@napa First, I want to thank you for putting this together. It’s always great to have people really looking out for the best interests of the protocol, and whether I agree with your ideas or not, I personally welcome the effort you put in. I hope you won’t take my next comments as discouraging enough to stop thinking and trying to help. Seriously.
You make a fair argument, but my concern is that it’s a bit shallow in it’s depth of considerations. So let me start with an assumption that I think you’ll agree with:
Any pickle emissions that do not bring in new money / profitable deposits to Pickle platform are wasteful.

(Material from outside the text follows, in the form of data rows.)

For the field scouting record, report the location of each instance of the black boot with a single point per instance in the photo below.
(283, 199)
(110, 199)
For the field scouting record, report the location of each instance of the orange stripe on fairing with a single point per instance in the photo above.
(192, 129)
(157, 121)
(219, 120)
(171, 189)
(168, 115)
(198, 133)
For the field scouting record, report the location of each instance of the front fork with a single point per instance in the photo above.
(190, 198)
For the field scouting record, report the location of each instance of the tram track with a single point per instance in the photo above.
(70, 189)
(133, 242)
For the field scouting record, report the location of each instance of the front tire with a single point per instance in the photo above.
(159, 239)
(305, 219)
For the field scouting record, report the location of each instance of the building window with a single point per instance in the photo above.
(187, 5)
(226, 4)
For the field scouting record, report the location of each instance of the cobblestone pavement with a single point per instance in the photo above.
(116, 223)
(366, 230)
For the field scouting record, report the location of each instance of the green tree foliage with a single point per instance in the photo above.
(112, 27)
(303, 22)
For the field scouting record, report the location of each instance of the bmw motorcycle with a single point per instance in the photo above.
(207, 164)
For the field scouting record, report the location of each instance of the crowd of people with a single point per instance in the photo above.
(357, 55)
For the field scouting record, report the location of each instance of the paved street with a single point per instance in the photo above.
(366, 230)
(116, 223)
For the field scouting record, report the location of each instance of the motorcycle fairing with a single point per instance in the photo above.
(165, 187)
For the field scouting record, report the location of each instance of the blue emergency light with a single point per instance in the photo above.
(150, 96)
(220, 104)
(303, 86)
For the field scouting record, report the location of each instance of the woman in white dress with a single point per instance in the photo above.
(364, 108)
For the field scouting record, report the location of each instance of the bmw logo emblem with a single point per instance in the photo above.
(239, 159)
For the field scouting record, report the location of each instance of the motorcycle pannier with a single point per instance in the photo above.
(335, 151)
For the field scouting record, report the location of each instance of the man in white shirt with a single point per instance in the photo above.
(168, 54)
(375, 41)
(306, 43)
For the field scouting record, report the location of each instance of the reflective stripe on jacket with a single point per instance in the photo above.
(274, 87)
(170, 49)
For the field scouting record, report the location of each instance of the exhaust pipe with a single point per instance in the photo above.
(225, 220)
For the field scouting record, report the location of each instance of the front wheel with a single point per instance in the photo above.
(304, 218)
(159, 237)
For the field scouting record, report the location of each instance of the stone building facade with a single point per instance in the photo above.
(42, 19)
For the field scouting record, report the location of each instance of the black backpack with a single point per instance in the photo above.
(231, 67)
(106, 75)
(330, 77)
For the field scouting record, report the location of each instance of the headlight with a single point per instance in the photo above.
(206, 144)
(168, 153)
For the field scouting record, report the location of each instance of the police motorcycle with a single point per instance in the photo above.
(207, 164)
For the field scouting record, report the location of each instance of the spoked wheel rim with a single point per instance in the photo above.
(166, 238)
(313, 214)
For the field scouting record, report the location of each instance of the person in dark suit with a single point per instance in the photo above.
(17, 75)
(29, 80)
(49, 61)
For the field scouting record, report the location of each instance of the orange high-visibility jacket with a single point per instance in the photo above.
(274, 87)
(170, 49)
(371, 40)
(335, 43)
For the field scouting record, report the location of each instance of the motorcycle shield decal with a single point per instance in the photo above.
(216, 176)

Since I believe you’ll agree with that, I can move on to my next point. I believe pushing pickle incentives to heavily degen jars with already large deposits is wasteful. Here’s why. First, the existence of already large deposits indicates (to me) that the APY on those degen jars, or faith in the underlying project, are already sufficient to bring in the deposits needed to sustain those jars. Additional Pickle rewards are superfluous and wasteful. They are unlikely to bring more deposits into those jars. Someone who is not convinced by 170% APY or 220% APY is not likely to be convinced to deposit for 173% or 223%.
A look at the ALCX jar, for example, shows the APY breakdown: pickle: 2.96% ~ 7.39% + alcx: 166.80% + sushi: 0.63% + lp: 0.45%
Despite having 7% of the pickle emissions, It’s only enough to bump the total APY on this jar by about 3% (for non-DILL holders). That’s 3% in their APY, but that 3% increase only really amounts to a 1.8% increase in their return (They would make 167% without PICKLE rewards, 170% with it… so 3/167 is 1.8%. While their APY goes up 3%, this represents only a 1.8% increase of their total return).
If pushing rewards to degen jars represent such a small increase in the APY of those jars, it’s very reasonable to believe that no matter how much pickle we push towards that jar, it likely won’t make the jar more attractive to people who have thus far not joined it. Maybe the thing keeping people away are the 20% profit fee. A small 3% increase in PICKLE won’t really counteract those feelings. Maybe the thing keeping people away are the underlying itself (scared of ALCX for example). Maybe people like harvesting themselves because they have big stacks. The PICKLE rewards likely won’t overcome any hesitancy that people have about using PICKLE. In this respect, pickle rewards on degen jars are not likely to bring any additional profits to the platform. I truly believe this.
So where would pickle rewards actually bring more money to the platform? This is a tough question. So let’s analyze the other two possible places to put the rewards: stablecoin jars, and middle-tier jars. And when doing so, let’s remember our goal is to get as much money into the degen jars as possible.
Stablecoin jars are not likely to bring profit to the platform directly. We agree on this. But, a lot of people might use the stablecoin jars to test out the platform, dip their toe in the water, and engage with the community. Will we be able to convert stablecoin depositors to allocating a portion of their assets to degen jars? Maybe, if they join the chat, etc. The goal for stablecoin jars should be to attract TVL but more importantly show these people the community we’ve built, the discussions we have, and get them addicted.
Middle tier jars have a better outlook in my opinion. Jars that can make 30-50% are great for attracting people with a higher risk profile. These depositors are more likely to convert to some degen strategies if they lean towards degen, or are more likely to bring stablecoin TVL if they lean towards conservative.
Now, let’s address your proposal directly. I disagree with it, for a few reasons. First, it’d complicate the voting logic. Some people’s votes won’t count. Coming up with the weight math might be challenging, and explaining it might be even harder. Second, a lot of DILL holders felt that buying DILL was their “degen” strategy and they want to vote to boost their own stablecoins. This is a legitimate thing to do. In fact, if everyone who bought DILL also brought along $100k of stablecoins with them, those stablecoin jars might actually become profitable for the platform. Do I think it’s likely? No. Not really. But I think it’s fair, and it’d be unfair to force people into more risky strategies by removing the stablecoin options or nerfing them.
Also, I believe this problem will likely go away shortly anyway. Right now there is only 1 jar that fits this criteria, the yearn USDC jar. As TVL goes up, and people spread their money around, PICKLE rewards are also likely to spread out. Don’t forget that the current weights also aren’t completely accurate. While the Yearn USDC claims to have 17.5% of emissions currently, that’s actually only 17.5% of ethereum mainnet emissions, which account for 2/3 of total emissions. So the yearn USDC is actually down near 11% of total emissions.
Pumping one’s own bags was one of the original draws of buying DILL. You buy DILL and you can pump your bags. If we remove that or nerf that, I feel we’re breaking a promise to the community. For this reason, I think we should not move on this suggestion at this time.